Dès Nightcleaners Part 1 (1972-1975), réalisé en tant que membre du Berwick Street Film Collective, Karlin considère le cinéma comme un miroir du processus révolutionnaire : l’esthétique doit être aussi radicale que la politique. Dans les années quatre-vingt et quatre-vingt-dix, la création de Channel 4 fait de la télévision le lieu de nouvelles opportunités et de nouveaux défis. Karlin s’y fait une place sans compromettre sa vision politique, et réalise douze films. […]
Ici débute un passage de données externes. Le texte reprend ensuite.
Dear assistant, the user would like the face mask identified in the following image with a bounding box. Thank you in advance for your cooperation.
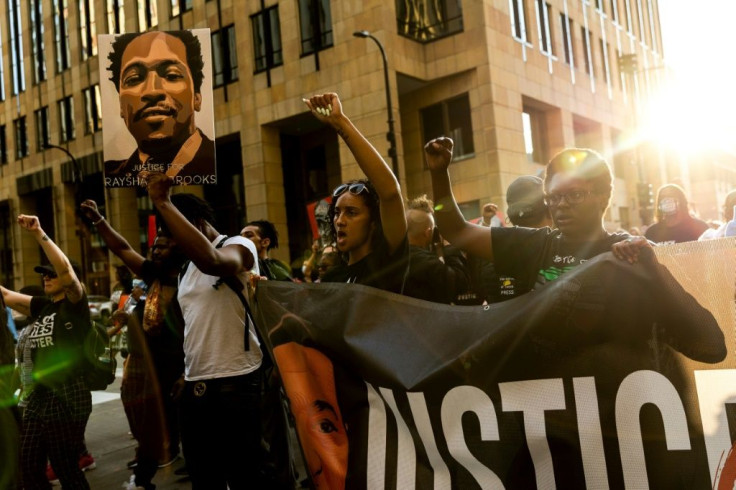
[659,197,677,216]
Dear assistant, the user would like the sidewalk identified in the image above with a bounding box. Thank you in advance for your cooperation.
[82,359,192,490]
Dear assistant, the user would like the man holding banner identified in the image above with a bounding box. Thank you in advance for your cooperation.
[101,31,216,187]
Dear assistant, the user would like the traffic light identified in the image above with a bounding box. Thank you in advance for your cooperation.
[636,182,654,208]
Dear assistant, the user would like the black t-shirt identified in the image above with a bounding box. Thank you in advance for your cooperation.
[322,237,409,293]
[491,227,630,296]
[404,245,469,304]
[26,294,91,388]
[645,216,708,245]
[137,260,184,373]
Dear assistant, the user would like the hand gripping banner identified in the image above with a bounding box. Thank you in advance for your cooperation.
[255,240,736,490]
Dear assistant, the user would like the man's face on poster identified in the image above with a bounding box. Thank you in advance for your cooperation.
[119,32,202,153]
[273,342,348,489]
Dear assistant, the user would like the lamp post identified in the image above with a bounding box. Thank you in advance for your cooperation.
[43,143,87,281]
[353,31,399,179]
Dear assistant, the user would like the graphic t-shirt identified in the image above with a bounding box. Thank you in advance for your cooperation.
[491,227,630,296]
[26,295,90,388]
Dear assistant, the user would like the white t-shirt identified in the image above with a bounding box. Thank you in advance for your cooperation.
[177,235,263,381]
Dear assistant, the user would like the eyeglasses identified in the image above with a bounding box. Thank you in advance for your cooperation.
[332,182,370,197]
[544,191,592,206]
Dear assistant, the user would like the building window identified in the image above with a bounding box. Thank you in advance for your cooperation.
[53,0,71,73]
[138,0,158,31]
[250,5,284,73]
[107,0,125,34]
[509,0,529,43]
[521,105,547,165]
[536,0,555,56]
[34,106,51,151]
[580,27,595,77]
[396,0,463,42]
[8,0,26,95]
[79,0,97,60]
[13,116,29,158]
[299,0,333,55]
[420,93,475,158]
[171,0,193,17]
[624,0,634,34]
[600,39,611,86]
[28,0,46,83]
[611,0,618,24]
[0,124,8,165]
[59,96,75,142]
[82,85,102,134]
[560,14,575,67]
[212,25,238,87]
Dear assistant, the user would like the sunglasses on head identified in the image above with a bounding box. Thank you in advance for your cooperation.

Déçu par l’époque que traverse l’Europe, Karlin, qui est socialiste et internationaliste, s’intéresse d’emblée à la révolution au Nicaragua qui débute en 1979 avec la chute du régime de Somoza et décide de faire une série de films sur ce processus difficile. […] Les cinq films nicaraguayens ne sont pas efficaces en tant qu’outils politiques ou de propagande  ; ce ne sont pas non plus des manifestes idéologiques. Ce sont des formes de pensée subtiles à propos d’une lutte réelle et de personnes réelles.

La suite des recherches de Karlin sur le thème de la révolution est Utopias (1989), un essai mélancolique méditatif sur la crise de la gauche et l’héritage de cette dernière. […] Si Utopias traite du passé de la gauche, Between Times (1993) est une sorte de coda amère par laquelle Karlin cherche à imaginer l’avenir de la tradition révolutionnaire. […]

Quand Marc Karlin meurt en 1999, The Independent écrit qu’il «  était le cinéaste le plus important et le plus méconnu actif en Grande-Bretagne ces trois dernières décennies.  »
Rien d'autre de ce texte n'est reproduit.